Amacımız, değerleri tasfiye edilmek istenen Cumhuriyeti yeniden altı ok temelinde yükseltmek ve yeniden örgütlemektir.”

Uzun yıllar CHP Gençlik Kolları Başkanlığı da yapmış olan Ayhan Yalçınkaya, beraberliği ve bütüncülüğü sağlayacak bir genel kurul yapılmasından yana.

“Her Atatürkçü bizim için değerlidir” diyor.

Yalçınkaya’nın ve tüm Atatürkçülerin yolu açık olsun...

NORMALİN ANORMALİ

Avrupa Birliği Adalet Divanı’nın, işverenin işyerinde “siyasi, dini ya da dünya görüşünü yansıtan” ve dışarıdan açıkça görülebilir sembolleri belli koşullar altında yasaklayabileceğine hükmeden kararına, TBMM Başkanı Mustafa Şentop, şu gerekçeyle karşı çıktı: 

“Divan, verdiği kararda işverenin tarafsızlığı argümanına dayanırken, kendisinin tespit ettiği bir durumun yani ‘başı açık olma hali’nin ‘normal’, başı örtülü olma halinin ise ‘normal dışı’ olduğu kabulünden hareket etmektedir.

Adalet Divanı’nın ‘normal’i, sadece belli bir inancın ve kültürel kabulün, seküler bir hayat tarzının normalidir.”

Şentop, bu açıklamasıyla Adalet Divanı’nın kararını Avrupa Birliği’nin laik, seküler hukukuna dayanarak verdiğini kabul ediyor, ancak  “Müslümanlar bakımından normal olan farklıdır” diyerek bir ayrıma gidiyor ve bir anlamda “Müslüman kadının kapanması gerekliliği”ni “normal” kabul ediyor.

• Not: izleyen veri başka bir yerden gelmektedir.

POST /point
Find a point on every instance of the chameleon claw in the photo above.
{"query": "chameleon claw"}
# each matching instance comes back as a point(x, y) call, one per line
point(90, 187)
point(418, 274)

Oysa, Avrupa Adalet Divanı’nın kararında, işverenin koyduğu yasağın tüm dinler için geçerli olmasının önemi de vurgulanmış. Yani, karara göre türbanın yanı sıra, örneğin, Hıristiyan’ın haç kolyesi ya da Yahudi’nin kipası da aynı kapsama giriyor.

Aslına bakarsanız, “anormal” olan, laik bir anayasaya sahip Türkiye’de iktidara egemen olan siyasal dinciliğin, dinsel olduğunu ileri sürdüğü ve kadınlara dayattığı yasaklar...

Kendisini Taliban ile bir tutan yönetimin, bir sonraki aşaması, kadınlarımızı burkaya sokma niyetidir.